HOLY COW...I mean BEE!

Jim


----------



## Holton (Apr 28, 2005)

Man that's an eye opener this morning.............Dang.


----------



## Jasper (Apr 28, 2005)

Wow!!!!!!! That gives me the creeps just looking at it. 

Don't let HT2 and Jody Hawk know where that thing is. They'll be standing guard so know one will harm their precious mascots!


----------



## beginnersluck (Apr 28, 2005)

Woodsong said:
			
		

> Are you SURE it is not just Jabba the Hut with his head cut off??
> 
> WOW!


Could be!!  That was funny!


----------



## broadhead (Apr 28, 2005)

*Famous Last Words*

"Hey BubbaBob, hand me that rock. Now, hold my beer and watch this!!"


----------



## phinizyhunt (Apr 28, 2005)

Wow. !!   Anybody got a hammer?


----------



## Thunder (Apr 28, 2005)

*Wow*


----------



## Branchminnow (Apr 28, 2005)

broadhead said:
			
		

> "Hey BubbaBob, hand me that rock. Now, hold my beer and watch this!!"
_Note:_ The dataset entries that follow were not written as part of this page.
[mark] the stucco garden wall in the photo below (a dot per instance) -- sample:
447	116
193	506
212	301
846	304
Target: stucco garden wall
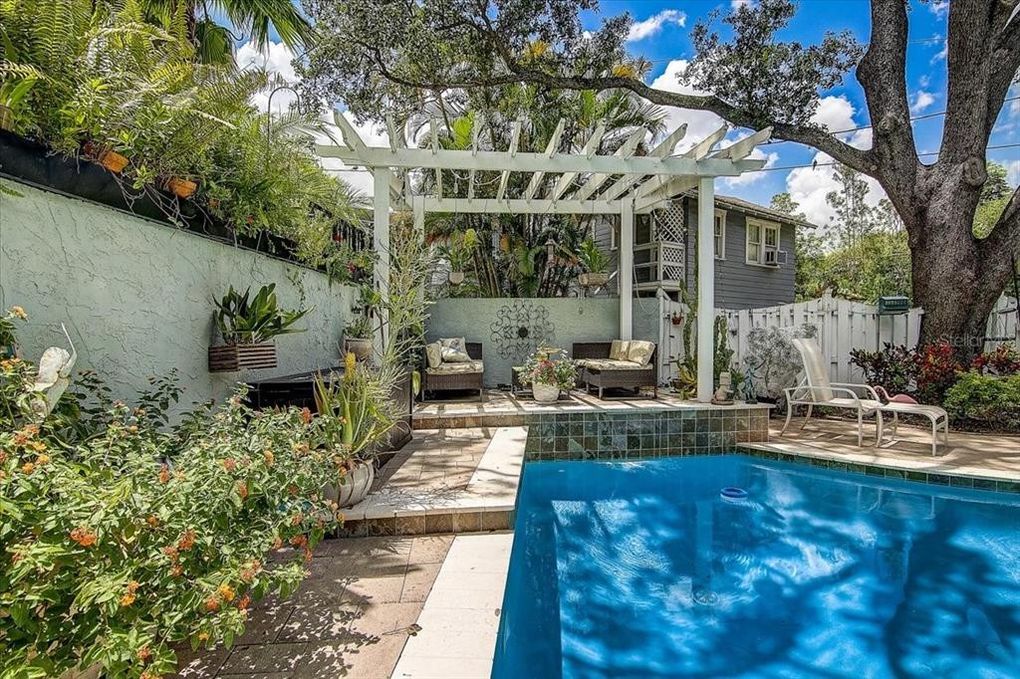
137	296
594	319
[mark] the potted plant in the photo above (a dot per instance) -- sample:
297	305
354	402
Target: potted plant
358	338
459	251
595	262
353	415
549	377
247	325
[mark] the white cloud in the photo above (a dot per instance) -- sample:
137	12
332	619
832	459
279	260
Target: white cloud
700	123
1013	172
921	100
276	58
654	24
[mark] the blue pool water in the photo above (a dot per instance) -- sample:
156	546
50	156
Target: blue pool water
642	569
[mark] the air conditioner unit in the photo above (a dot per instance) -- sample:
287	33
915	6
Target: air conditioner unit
775	257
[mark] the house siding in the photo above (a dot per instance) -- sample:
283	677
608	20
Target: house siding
738	284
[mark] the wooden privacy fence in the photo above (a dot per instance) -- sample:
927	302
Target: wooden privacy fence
844	325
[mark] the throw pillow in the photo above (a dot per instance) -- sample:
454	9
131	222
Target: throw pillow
434	352
641	352
454	350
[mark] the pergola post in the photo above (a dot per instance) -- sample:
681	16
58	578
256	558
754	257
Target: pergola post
380	243
706	288
625	269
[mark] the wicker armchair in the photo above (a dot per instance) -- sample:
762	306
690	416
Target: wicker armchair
434	380
605	379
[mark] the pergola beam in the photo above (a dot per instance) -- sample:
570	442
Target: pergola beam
498	161
554	143
520	206
505	176
597	179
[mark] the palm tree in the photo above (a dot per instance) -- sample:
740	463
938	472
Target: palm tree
214	43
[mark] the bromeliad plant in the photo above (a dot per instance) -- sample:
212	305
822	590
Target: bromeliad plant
246	320
121	544
355	411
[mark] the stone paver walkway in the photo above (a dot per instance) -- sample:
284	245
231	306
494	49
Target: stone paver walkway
981	455
350	618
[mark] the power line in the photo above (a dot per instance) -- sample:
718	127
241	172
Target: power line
924	116
828	164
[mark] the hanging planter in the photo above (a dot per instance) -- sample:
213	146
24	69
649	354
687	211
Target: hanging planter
108	158
232	358
181	188
590	279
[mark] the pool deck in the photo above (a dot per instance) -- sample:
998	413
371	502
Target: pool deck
968	454
427	607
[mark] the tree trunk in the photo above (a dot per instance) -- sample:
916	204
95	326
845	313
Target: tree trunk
956	277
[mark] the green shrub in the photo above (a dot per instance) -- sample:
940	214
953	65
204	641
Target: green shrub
121	538
985	398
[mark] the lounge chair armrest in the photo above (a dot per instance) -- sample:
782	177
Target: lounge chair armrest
866	387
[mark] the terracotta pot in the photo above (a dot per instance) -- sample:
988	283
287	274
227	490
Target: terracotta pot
6	118
181	188
362	348
593	279
111	160
545	393
354	485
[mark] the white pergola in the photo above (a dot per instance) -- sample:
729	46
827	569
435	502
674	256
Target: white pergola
587	184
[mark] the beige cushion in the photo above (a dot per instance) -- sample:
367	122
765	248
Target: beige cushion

You know what the famous last words of a redneck are now!!!!!!!!!!!


----------



## Scout-N-Hunt (Apr 28, 2005)

Holy Cow!


----------



## Muygrande (Apr 28, 2005)

Got to be more big toebig toebig toebig toe careful!! I'd set 'er afire quick!! "Uh Dad, you know that 'ole Mexican Trailer on the Johnson place??? Well there's been a accident!!!"


----------



## jay sullivent (Apr 28, 2005)

that's a lot of fishbait


----------



## Bucky T (Apr 28, 2005)

You'd need a fire engine filled with wasp killer to spray that nest down!!!!

Tommy


----------



## HT2 (Apr 28, 2005)

*Dang!!!!!!!*

I'm a "JACKET" fan, but I don't believe I'd even wanna get close to that one..........

Man, them thangs would "BITE YOU"!!!!!!!!!


----------



## Handgunner (Apr 28, 2005)

That enters a whole new realm of HURT!

Man what a nest!


----------



## justus3131 (May 2, 2005)

It should be destroyed.  I lost my son to a nest like that, when he was 10 yrs. old.


----------



## Branchminnow (May 2, 2005)

Sorry to hear about it


----------



## bradpatt03 (May 4, 2005)

was he allergic or something???


----------



## Tom Borck (May 6, 2005)

Oh MY!!  Anybody call Ripleys Believe It or Not?


----------



## justus3131 (May 7, 2005)

Not allergic.   Was in a powered wheelchair and got front wheels caught in nest  and was there for five minutes before I was able to pull him out.  The number of stings would have killed an adult, so a  child with muscular dystropyhad no chance.  This was a tragedy no one should endure.  The point of me sharing this is for all nests to be destroyed upon discovery.


----------



## dutchman (May 8, 2005)

bradpatt03 said:
			
		

> was he allergic or something???



If you got into a nest that size, it wouldn'd make any difference...


----------



## JBird227 (May 8, 2005)

I didnt even know that they could get them that big. How did yall get rid of that nest???


----------



## justus3131 (May 8, 2005)

Exterminator pumped poison in for couple of hours, after dark while nest was calm.


----------



## DoDahDaze (May 8, 2005)

You are right, UNBIEVABABLE.  Would hate to see that in my camper during the summer.


----------



## Mrbowdeadly (May 12, 2005)

Lethal, I am sure.  Justus, my heart goes out to you, as a father of four I am so sorry you have to bear the burden of losing a child.

You got my vote for kill em all on sight thats for sure.

MBD


----------